Peterson’s sentence elongates to more than 30, as he discovers something of a purpose elevated to an aesthetic of mayhem in challenging the penal system to a never-ending battle. Winding Refn frames the film in direct address, so that Peterson wages his war literally in a “theatre of battle,” adopting as his alter ego 70’s film star vigilante, Charles Bronson, standing outside the fray, commenting on it, enjoying it in a kind of critical camaraderie with the viewer.

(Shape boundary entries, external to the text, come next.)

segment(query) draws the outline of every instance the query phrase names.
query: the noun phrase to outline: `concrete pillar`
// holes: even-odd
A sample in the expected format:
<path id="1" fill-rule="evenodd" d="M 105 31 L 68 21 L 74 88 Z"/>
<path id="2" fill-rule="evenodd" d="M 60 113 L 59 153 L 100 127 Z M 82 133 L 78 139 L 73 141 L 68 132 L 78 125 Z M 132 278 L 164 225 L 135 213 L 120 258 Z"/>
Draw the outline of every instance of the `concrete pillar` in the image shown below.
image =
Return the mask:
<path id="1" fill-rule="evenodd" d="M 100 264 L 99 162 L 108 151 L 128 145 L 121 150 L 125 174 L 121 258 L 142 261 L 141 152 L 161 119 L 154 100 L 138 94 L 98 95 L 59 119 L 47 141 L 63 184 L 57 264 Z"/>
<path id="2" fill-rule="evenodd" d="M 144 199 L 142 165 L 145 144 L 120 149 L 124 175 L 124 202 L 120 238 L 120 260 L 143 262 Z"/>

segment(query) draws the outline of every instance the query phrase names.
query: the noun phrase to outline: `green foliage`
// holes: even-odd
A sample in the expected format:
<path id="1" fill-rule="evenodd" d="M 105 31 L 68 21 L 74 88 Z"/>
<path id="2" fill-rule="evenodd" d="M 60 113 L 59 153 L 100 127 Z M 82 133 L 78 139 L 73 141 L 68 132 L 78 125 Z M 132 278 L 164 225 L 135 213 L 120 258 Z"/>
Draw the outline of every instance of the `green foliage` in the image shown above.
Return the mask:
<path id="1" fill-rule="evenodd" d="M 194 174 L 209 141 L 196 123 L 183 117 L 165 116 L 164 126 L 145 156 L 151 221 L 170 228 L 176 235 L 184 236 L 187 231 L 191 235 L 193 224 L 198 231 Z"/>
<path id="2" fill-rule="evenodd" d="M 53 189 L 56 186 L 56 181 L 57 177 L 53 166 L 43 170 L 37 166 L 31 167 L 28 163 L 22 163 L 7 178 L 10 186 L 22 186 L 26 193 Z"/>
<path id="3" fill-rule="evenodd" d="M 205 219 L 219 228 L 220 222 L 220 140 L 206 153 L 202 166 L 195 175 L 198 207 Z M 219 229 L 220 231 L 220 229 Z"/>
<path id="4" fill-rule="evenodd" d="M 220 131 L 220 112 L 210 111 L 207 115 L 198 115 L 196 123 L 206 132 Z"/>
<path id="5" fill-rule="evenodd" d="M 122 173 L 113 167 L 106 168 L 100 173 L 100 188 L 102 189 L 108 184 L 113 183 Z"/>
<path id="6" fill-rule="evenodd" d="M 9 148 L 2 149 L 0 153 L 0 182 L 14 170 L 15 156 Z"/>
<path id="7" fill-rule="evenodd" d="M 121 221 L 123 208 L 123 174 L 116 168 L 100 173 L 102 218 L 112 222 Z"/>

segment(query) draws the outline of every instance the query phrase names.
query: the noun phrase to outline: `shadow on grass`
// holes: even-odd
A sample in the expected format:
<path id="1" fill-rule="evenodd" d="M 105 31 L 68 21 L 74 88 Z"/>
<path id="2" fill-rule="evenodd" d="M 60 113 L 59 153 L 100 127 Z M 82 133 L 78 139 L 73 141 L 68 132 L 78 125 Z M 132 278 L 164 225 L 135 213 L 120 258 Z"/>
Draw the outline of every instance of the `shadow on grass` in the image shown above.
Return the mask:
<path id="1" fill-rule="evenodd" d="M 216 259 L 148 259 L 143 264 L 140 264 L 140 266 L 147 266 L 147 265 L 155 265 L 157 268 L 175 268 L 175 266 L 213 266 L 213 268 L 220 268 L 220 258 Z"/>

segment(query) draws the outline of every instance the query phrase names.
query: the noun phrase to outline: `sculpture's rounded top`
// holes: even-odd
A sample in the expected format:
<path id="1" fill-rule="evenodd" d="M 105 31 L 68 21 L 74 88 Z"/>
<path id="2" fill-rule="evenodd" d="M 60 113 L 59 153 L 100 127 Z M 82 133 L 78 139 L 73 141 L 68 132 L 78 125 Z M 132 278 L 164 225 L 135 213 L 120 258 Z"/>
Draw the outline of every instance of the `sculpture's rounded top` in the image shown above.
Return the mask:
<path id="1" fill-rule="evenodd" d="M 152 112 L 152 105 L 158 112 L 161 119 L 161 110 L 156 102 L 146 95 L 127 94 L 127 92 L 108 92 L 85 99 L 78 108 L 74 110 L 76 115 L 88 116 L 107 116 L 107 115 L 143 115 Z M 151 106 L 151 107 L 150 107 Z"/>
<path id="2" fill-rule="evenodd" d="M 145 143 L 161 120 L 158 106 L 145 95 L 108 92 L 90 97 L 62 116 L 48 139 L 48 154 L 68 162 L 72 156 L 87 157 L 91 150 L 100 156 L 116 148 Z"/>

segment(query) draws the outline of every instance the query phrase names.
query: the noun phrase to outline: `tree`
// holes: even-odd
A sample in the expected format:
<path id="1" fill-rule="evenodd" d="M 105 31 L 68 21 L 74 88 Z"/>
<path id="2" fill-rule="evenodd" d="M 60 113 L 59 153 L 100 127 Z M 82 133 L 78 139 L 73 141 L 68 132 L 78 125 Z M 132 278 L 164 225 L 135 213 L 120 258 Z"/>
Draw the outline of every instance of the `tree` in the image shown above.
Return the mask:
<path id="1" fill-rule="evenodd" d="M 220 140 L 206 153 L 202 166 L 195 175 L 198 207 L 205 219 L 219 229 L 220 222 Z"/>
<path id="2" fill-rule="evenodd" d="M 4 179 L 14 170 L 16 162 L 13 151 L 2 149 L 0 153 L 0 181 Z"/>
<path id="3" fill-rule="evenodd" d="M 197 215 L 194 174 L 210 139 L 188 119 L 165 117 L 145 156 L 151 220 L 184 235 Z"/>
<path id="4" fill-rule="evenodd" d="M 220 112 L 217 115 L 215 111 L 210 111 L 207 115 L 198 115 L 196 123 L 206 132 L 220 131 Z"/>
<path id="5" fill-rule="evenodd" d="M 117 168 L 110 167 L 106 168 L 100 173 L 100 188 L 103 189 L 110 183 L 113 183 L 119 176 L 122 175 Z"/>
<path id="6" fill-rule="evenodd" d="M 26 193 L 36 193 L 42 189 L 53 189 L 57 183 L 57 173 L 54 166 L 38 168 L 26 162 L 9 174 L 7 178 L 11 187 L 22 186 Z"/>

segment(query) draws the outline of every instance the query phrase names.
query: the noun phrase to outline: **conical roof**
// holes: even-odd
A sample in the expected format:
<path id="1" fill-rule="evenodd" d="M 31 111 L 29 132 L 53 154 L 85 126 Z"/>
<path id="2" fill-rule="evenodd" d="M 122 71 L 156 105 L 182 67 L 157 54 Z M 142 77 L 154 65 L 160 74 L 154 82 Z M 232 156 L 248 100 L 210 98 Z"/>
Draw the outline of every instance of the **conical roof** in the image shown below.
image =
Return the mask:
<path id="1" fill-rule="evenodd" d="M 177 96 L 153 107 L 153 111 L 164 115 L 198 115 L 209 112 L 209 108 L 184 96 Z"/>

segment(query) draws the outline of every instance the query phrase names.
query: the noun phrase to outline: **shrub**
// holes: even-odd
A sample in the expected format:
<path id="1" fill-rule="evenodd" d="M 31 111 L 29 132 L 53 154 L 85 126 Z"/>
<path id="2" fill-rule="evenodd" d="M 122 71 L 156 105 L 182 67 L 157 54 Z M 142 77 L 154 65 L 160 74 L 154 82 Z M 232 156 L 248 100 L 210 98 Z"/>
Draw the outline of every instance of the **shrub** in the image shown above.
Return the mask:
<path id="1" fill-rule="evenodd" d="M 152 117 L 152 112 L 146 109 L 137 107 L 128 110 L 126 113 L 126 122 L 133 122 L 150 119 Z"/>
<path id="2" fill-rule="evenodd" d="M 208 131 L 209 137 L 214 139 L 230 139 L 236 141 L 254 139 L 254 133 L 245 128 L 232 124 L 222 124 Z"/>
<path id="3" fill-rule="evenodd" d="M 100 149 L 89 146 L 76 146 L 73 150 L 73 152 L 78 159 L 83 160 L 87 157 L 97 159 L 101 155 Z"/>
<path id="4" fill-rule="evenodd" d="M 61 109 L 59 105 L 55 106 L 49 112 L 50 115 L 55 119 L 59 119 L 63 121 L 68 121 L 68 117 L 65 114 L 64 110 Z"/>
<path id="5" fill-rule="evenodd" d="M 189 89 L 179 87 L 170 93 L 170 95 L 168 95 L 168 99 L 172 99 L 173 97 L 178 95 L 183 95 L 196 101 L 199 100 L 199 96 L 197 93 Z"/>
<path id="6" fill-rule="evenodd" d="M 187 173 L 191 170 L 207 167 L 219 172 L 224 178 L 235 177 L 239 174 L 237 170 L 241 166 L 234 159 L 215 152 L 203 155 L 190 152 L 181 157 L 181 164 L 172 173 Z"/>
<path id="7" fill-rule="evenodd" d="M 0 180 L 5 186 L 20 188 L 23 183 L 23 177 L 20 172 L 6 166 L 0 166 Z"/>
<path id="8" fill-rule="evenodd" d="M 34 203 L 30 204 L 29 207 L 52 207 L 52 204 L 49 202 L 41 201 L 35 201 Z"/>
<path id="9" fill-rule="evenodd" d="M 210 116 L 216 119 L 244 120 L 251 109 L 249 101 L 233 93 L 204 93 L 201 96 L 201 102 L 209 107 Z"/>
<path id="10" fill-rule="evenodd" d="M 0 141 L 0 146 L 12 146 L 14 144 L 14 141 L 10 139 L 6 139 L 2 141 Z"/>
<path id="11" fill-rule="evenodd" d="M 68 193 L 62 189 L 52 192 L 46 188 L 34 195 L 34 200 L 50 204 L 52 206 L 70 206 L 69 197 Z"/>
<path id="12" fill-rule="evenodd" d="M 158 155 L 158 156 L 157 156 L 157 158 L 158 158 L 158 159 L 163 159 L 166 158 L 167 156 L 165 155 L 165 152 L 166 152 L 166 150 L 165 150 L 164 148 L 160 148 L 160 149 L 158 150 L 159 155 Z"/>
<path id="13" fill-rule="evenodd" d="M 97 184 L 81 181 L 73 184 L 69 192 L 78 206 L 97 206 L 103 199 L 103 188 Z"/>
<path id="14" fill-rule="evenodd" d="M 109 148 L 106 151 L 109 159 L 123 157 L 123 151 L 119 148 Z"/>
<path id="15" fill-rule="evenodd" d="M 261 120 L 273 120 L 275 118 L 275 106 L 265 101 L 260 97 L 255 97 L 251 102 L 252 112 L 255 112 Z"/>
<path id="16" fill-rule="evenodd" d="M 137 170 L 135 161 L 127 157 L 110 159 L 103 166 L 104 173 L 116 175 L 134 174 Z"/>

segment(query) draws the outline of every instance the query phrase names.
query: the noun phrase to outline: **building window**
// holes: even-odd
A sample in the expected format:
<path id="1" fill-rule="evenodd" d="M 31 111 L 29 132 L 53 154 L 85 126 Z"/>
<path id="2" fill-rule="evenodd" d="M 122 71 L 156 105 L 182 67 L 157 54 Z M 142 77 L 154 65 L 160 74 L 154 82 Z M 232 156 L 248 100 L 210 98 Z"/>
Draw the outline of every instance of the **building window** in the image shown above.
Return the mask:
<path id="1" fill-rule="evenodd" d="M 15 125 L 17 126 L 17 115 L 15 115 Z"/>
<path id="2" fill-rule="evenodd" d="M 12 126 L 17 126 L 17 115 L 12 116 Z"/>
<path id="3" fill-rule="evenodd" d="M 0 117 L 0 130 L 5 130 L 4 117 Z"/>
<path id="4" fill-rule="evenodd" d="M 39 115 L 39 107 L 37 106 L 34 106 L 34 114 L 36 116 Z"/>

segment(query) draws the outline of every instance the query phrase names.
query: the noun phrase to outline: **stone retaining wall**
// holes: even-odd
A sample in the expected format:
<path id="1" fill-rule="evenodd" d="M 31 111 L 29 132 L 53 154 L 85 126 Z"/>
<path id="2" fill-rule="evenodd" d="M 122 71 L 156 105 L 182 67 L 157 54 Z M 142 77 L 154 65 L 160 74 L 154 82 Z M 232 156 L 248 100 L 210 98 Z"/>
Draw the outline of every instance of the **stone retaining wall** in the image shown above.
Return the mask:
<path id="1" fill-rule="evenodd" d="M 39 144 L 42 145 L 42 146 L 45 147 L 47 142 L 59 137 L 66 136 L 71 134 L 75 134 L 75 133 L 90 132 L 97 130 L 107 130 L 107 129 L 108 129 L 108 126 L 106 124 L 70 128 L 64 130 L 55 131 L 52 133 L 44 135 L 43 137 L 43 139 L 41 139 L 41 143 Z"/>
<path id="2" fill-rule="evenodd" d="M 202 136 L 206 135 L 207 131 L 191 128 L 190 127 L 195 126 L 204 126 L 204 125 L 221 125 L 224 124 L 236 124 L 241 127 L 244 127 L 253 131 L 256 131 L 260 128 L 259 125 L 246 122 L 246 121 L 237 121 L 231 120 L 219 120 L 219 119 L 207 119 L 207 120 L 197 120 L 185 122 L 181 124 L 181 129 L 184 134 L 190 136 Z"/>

Gleefully malevolent, British actor Tom Hardy is a steely shaft of brilliance in the role of Peterson/Bronson, a shark in Falstaff’s clothing, romping through England’s most notorious prisons in the English music hall fashion of Archie Rice and The Entertainer. In Brock Norman Brock’s and Winding Refn’s screenplay, Bronson as man and metaphor mirrors notoriety’s triumph as the dominant social currency of our time.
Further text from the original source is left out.